The Time Travel trope is an incredibly popular science fiction trope. It works in everything from hard science fiction plots to stories with more fantastical elements, the only difference is the mechanism that enables the traveling to take place: In science fiction, this is generally a piece of technology, where fantasy relies on either unexplained forces or magic to facilitate the travel.
The Quest Trope
The Underground Railroad
An outcast even among the other Georgia slaves, Cora knows that nothing but pain and misery await her on the other side of becoming a woman. When Caesar, a slave from Virginia, comes to their plantation, he brings stories of the Underground Railroad. In this story, the Railroad is a physical place underground, complete with conductors and engineers. Together, the two decide to risk everything and escape. They manage to find a station, but not before Cora kills a white boy who tries to capture them. As a relentless slave catcher closes in, Cora travels state by state, desperate to escape and find true freedom.
The Quest is probably one of the most popular and widely used tropes in the genre. It follows the Hero’s Journey and sends our hero out of their comfortable world, into one filled with danger. It doesn’t matter if the fate of the world is at risk, or the character is on a journey of self-discovery, there’s something immensely satisfying about a character leaving their comfort zone to discover unknown truths, overcome insurmountable obstacles, and find victory along the way.
The Found Family Trope
The Long Way to a Small, Angry Planet
Rosemary Harper isn’t expecting a grand adventure. The aging Wayfarer spaceship looks like it’s seen better days. But it promises a bed and a chance to see parts of the galaxy she’s never seen before. Even better, it’s going to take her far away from the past she desperately wants to run away from. Life on board is exactly what she wants: chaotic and unpredictable. And the crew is more diverse than anything she’s ever encountered.
Everything changes when they take a dangerous job. Rosemary didn’t sign up to risk her life, and relying on others has never worked out great for her before. In the outskirts of space, she has to learn to trust the crew with her life. Who knows: Maybe family isn’t so bad, after all.
Not every character starts with a family. Or, if they do, it’s a terrible one. Whether the main character is an orphan or simply needs to find a new family with healthier emotional connections, the found family represents a group that fulfils the safety and love they couldn’t find anywhere else.
The Grumpy AI Trope
All Systems Red
Artificial Intelligence as a trope generally deals with the technology after it has gained some self-awareness. And this is where it gets fun. Does it go mad with power? Or does it decide that even though humans are more trouble than they’re worth, somehow the AI can’t help but be there for them anyway.

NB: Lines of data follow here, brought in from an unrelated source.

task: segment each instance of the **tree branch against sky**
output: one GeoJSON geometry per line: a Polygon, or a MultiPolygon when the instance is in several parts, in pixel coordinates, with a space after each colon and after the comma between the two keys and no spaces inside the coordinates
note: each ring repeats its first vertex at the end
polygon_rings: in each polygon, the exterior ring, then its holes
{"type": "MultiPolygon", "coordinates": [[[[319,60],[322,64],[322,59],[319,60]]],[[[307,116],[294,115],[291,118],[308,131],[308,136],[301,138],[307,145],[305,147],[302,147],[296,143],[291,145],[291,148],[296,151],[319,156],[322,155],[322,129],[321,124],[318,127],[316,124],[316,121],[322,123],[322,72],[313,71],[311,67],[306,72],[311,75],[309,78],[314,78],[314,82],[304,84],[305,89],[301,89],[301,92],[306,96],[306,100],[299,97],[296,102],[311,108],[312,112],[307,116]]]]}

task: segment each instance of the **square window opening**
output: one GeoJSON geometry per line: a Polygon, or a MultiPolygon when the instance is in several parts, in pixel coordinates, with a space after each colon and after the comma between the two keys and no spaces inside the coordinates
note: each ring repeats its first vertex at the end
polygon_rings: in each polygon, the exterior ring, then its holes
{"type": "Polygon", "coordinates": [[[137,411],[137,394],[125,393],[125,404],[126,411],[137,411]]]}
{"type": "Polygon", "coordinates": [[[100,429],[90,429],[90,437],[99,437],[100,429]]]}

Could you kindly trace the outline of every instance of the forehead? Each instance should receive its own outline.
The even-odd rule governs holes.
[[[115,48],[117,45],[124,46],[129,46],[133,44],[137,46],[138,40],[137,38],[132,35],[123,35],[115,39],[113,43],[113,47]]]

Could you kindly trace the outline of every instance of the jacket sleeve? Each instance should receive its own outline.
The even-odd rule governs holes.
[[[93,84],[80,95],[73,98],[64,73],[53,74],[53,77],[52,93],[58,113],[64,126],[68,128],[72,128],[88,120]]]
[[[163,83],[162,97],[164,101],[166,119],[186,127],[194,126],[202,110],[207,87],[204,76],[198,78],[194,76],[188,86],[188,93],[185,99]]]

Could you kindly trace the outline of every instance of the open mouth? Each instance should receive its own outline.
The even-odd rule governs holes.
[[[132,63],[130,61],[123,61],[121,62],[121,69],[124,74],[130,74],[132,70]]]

That’s the take Wells utilizes in the Murderbot series. Murderbot would rather be left alone to watch its soaps. But as the Company-supplied security android, its job is to protect the humans as they explore distant planets. It hides the fact that it hacked its own governor module, allowing it to think and act for itself. And everything is going fine. Until a nearby mission goes dark. And Murderbot has to act to save the scientists and find the truth.